I applaud schools that have tried to serve wholesome, less-fattening food to their students, but that is only part of the solution.

I think the main answer to obesity in our country is to get parents to serve wholesome foods at home and to avoid those foods and drinks which add to the obesity problem. This is a personal matter, but considering the health problems presented by obesity, it is a problem all of us should be concerned about because health care costs come out of the pockets of every American.

You and I are paying for the health damage done by poor nutrition. All of us should be speaking up about it and doing something about it.

First Lady Michelle Obama’s campaign should be applauded and encouraged by everyone. I think community groups, especially religious organizations in many of the poorer parts of our nation, should be at the forefront of this movement. The demographics of obesity are well-known.

I support Mayor Michael Bloomberg’s efforts and those of the Disney Corp. to cut obesity.

Do not demean obese people. Help them. It can be done. It should be done. Indeed, for the sake of all of us, it must be done.

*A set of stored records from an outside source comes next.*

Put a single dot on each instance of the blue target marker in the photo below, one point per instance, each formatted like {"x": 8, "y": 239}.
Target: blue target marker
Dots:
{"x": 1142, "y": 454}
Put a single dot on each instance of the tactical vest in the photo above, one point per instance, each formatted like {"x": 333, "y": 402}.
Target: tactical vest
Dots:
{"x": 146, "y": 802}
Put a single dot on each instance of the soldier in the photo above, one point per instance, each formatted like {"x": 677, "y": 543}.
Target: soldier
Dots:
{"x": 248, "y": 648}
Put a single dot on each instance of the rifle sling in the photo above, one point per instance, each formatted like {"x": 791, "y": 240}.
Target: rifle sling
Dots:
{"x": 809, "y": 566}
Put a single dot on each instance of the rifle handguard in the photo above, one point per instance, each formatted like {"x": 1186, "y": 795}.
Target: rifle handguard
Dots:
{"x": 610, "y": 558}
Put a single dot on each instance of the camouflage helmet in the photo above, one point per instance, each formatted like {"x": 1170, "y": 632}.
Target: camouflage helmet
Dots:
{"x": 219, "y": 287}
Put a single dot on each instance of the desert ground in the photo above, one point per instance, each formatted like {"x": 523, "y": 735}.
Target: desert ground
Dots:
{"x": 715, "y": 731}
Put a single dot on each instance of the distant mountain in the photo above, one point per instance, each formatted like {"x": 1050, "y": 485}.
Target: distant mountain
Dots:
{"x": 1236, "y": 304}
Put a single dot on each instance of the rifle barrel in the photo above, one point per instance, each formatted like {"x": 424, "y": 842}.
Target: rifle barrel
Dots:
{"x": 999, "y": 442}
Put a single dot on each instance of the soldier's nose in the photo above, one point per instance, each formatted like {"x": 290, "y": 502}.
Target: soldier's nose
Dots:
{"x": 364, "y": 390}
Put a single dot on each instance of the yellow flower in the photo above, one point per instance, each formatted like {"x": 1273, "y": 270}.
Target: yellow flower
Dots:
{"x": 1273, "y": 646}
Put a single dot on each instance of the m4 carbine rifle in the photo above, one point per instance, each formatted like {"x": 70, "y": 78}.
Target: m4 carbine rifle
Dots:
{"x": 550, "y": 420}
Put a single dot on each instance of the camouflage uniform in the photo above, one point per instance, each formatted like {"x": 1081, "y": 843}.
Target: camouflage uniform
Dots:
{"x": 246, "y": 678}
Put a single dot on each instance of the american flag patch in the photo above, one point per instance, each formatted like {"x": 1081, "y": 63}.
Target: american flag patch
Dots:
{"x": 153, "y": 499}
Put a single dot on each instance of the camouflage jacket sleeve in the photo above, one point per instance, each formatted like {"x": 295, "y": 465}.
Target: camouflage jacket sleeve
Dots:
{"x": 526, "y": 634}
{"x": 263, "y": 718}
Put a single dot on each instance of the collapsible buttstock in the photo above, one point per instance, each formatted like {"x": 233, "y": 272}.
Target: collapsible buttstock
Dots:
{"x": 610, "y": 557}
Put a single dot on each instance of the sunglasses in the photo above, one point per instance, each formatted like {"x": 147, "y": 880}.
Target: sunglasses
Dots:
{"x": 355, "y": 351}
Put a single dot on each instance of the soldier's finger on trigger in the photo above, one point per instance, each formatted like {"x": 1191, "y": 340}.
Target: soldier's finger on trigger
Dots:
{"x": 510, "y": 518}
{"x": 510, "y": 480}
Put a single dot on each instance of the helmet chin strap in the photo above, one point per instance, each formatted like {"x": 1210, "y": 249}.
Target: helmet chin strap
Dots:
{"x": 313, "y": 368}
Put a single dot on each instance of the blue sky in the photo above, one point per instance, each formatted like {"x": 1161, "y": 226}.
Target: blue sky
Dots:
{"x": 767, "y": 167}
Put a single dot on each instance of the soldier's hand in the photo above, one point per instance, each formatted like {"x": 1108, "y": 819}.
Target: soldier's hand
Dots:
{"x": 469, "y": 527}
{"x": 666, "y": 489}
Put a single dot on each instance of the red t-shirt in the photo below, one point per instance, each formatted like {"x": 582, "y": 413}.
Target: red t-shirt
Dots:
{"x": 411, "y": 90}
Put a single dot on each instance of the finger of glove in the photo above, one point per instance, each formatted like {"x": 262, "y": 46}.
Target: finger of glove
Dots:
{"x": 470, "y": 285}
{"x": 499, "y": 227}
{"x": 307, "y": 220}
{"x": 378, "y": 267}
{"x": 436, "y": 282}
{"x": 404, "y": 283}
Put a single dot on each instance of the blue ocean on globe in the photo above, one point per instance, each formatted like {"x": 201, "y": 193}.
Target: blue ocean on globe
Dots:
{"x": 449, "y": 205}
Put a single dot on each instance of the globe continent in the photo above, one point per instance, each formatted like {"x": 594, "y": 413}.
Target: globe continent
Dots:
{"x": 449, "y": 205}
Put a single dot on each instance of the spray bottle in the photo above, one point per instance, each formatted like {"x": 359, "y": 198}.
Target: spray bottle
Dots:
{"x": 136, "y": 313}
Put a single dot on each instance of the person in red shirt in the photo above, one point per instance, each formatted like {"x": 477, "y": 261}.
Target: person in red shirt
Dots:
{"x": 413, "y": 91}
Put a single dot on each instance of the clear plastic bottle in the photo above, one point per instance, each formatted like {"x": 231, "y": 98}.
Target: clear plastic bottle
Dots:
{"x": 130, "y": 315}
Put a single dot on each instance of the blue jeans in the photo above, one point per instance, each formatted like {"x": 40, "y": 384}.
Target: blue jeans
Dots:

This may also be a national security matter. In 2010, almost 48 percent of men and almost 55 percent of women failed the military fitness test.

For New Yorkers, there is some good news. Because many of us use our feet to get from here to there and back, we weigh on average 6 to 7 pounds less than suburbanites, who do not walk much on a regular basis. In many places, there are no sidewalks to walk on. This news is based on a study by the University of California, Los Angeles.

This is no excuse for not watching those calories — every one of them — and the cost that comes with them to all of us!